Тут мне стало стыдно.
— Конечно. Конечно, им надо домой. Ведь до Москвы ехать не один час на ночном автобусе. А завтра им, бедняжкам, с самого утра снова на работу!
Дэниел крикнул, чтобы принесли счет, — почтительность, которой отличалось наше поведение в начале вечера, давно сменилась фамильярностью.
Счет появился очень быстро, и Дэниел взглянул на него.
— Что там, национальный долг Боливии? — спросила я.
— Скорее, Бразилии, — ответил он. — Но это не важно.
— Точно, — согласилась я. — И вообще, ты богат.
— Вообще-то не очень. Все это весьма относительно. Оттого, что ты получаешь жалкие копейки, ты считаешь богачом любого, кто получает хоть немного больше.
— А-а.
— А на самом деле чем больше ты зарабатываешь, тем больше ты должен.
— Дэн, как здорово ты сказал! В этом кроется глубокая экономическая правда — посреди жизни мы в долгу.

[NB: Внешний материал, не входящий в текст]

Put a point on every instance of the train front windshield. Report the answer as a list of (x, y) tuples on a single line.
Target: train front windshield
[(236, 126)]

— Нет, Люси, — Дэниел охрип от возбуждения. — Это ты здорово сказала! Это так верно: посреди жизни мы действительно в долгу! Ты должна записать эти слова. И вообще, нам надо записать все, что мы сегодня говорили.
От нашей с Дэниелом мудрости у меня закружилась голова. Я объявила ему, что считаю его мудрым и хорошим человеком.
— Спасибо тебе, Дэниел, — сказала я. — Я прекрасно провела время.
— Я рад.
— Все было чудесно. И теперь мне многое стало ясно.
— Что, например?
— Ну, я поняла, почему я до сих пор нигде не чувствовала себя «на своем месте», а здесь мне было легко и приятно. Это потому, что в душе я русская.
— А может, потому, что ты напилась?
— Не говори глупостей. Я напивалась и раньше, но никогда мне не было так хорошо. Как ты думаешь, я смогу найти работу в России?